A Sony chip fabrication plant in San Antonio closed, and within a few short years became home to thousands of NSA employees. Leased from a holding company, the NSA’s announcement of its intent to take the site was public, but once it moved in the whole program became surrounded in secrecy.
That’s because despite the “terrorism” excuse, the NSA’s targets are overwhelmingly close allies, with the San Antonio site hitting Latin America, and particularly Mexico.
Much of the NSA’s interest seems to be centered around financial rivals, nations like Mexico, Brazil and Germany, and its largest sites reflect those interests. That doesn’t mean they’re not targeting anyone and everyone else, however.
Growth is never a problem for the NSA, or at least it wasn’t until it became public knowledge. Since the dotcom bubble burst, the NSA has been scooping up math and comp sci majors en masse, and putting them in secret programs to collect ever more data from ever more targets.
With a secret budget and a classified employee list, getting the NSA under control looks to be a major task for Congress, particularly with several of the top leaders in both the House and Senate totally ambivalent about the issue. Still, with the NSA’s actions now public knowledge, it will be hard for them to keep everything in the dark.
"…it will be hard for them to keep everything in the dark."
Rather optimistic, I think.
Here's my fear: For the next couple of years there'll be more disclosures by those journalists who are holding the Snowden docs, under increasingly pernicious pressure from the governments (US, UK, Ger) and though some of the disclosures might expose some severely egregious behavior by the NSA and associated government agencies nothing will actually be done to circumscribe or curtail the programs. And so, with realization by the general public that nothing is going to get done to protect their rights the news outlets will find something else to bray against.
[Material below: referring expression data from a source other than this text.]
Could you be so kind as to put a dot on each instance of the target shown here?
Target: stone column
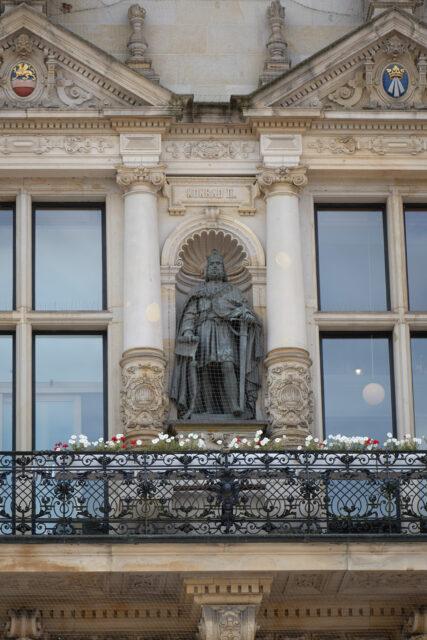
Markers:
(289, 401)
(144, 403)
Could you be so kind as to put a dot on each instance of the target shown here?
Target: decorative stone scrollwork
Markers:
(24, 624)
(289, 396)
(23, 45)
(152, 177)
(293, 177)
(144, 403)
(221, 622)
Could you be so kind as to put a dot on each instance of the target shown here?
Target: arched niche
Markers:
(183, 263)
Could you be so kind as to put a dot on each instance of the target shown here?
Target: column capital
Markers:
(282, 180)
(150, 179)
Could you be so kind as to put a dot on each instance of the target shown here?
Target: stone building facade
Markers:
(193, 125)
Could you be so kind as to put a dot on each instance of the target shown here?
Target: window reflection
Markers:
(419, 383)
(68, 259)
(69, 386)
(357, 398)
(6, 381)
(416, 258)
(351, 260)
(6, 259)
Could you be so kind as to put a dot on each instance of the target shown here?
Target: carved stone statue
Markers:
(218, 349)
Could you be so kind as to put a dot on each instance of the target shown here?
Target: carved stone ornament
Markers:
(144, 403)
(23, 45)
(292, 177)
(277, 61)
(137, 45)
(289, 399)
(24, 624)
(153, 178)
(221, 622)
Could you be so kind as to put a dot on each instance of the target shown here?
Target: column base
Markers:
(289, 396)
(143, 402)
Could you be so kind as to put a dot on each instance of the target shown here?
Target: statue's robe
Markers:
(207, 314)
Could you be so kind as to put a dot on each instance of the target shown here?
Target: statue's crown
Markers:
(395, 72)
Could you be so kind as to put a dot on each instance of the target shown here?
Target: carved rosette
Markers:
(222, 622)
(152, 178)
(143, 401)
(278, 179)
(289, 396)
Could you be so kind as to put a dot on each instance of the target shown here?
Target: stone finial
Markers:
(24, 624)
(137, 45)
(374, 7)
(9, 5)
(277, 61)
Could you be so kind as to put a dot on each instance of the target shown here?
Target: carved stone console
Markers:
(24, 624)
(144, 403)
(289, 396)
(222, 622)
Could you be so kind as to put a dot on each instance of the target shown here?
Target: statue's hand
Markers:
(188, 337)
(244, 314)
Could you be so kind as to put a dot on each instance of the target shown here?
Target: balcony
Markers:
(233, 495)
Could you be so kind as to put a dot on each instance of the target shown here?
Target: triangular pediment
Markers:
(381, 65)
(57, 69)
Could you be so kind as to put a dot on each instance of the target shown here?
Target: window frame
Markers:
(105, 371)
(12, 334)
(359, 335)
(69, 205)
(3, 207)
(353, 207)
(411, 207)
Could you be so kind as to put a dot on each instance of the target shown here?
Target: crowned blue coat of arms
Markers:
(395, 80)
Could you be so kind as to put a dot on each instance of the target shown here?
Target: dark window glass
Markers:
(69, 388)
(6, 259)
(419, 383)
(68, 259)
(416, 258)
(6, 388)
(357, 394)
(351, 260)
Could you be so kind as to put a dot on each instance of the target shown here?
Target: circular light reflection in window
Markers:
(373, 393)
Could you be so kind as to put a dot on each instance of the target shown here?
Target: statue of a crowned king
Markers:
(219, 345)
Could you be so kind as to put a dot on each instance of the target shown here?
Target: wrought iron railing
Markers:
(195, 495)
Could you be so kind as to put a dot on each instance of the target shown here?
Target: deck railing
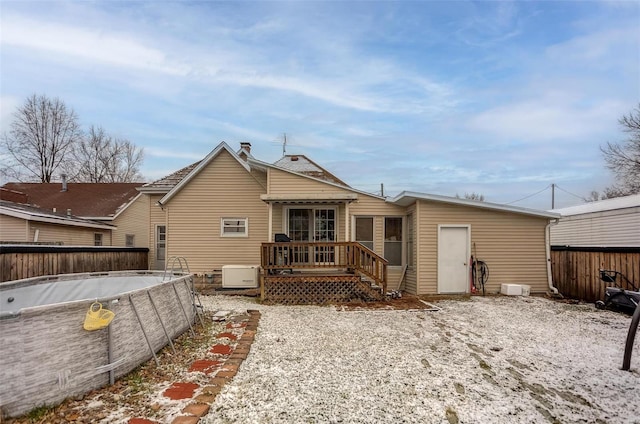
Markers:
(352, 256)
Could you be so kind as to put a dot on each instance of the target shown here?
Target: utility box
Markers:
(240, 276)
(515, 289)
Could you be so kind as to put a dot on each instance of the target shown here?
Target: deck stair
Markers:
(317, 273)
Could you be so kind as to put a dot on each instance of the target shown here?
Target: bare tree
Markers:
(40, 139)
(472, 196)
(623, 159)
(100, 158)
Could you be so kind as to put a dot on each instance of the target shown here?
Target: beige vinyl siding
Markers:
(611, 228)
(157, 216)
(68, 235)
(223, 189)
(13, 229)
(512, 245)
(412, 272)
(133, 220)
And they will successfully though probably illegally and in typical jack-boot style discredit or eliminate those journalists who hold and use the Snowden docs.
The governments will repeat often and loudly that those who release this information are dangerous to our safety and eventually the masses will believe them (e.g. the meme that our governments/military "heroes" are "fighting for our freedoms") and the governments will once again control the message.
As long as the same people responsible for the expansion of the surveillance state remain on the board the underlying problems are not going to change. The change has to begin at the ballot box.
The slow release of information is very clearly NOT causing enough people to be angry. Instead, it's just boiling the frog by degree, as has been the case for many, many years. When will journalists realize that this?
Oh, they understand completely. There are a couple who speak truth. The others who understand are just cowards. Cowards because the people they work for have agendas that preclude telling the truth to the American people. They've taken well to their task of keeping the American people dumb and lazy. So these "journalists" – using the term loosely, of course – salute the boss, and the job contract is renewed. Perhaps they drink heavily to assuage their consciences, if they have any left, or maybe they do an extra line or pill, or maybe they abuse their partners or friends, if they have any. Perhaps they drink the koolade and are in agreement with the Archons and what they are doing to us. Perhaps. They scare me the most because they've admitted that they will do anything to further their ambitions, regardless of their ethics.
So, they know. I continue to search out those who have the stones to tell the truth – and then I cringe when the execution is done in the main square.
From now on I'll be checking my bedroom for hidden cameras. The NSA is totally out of control.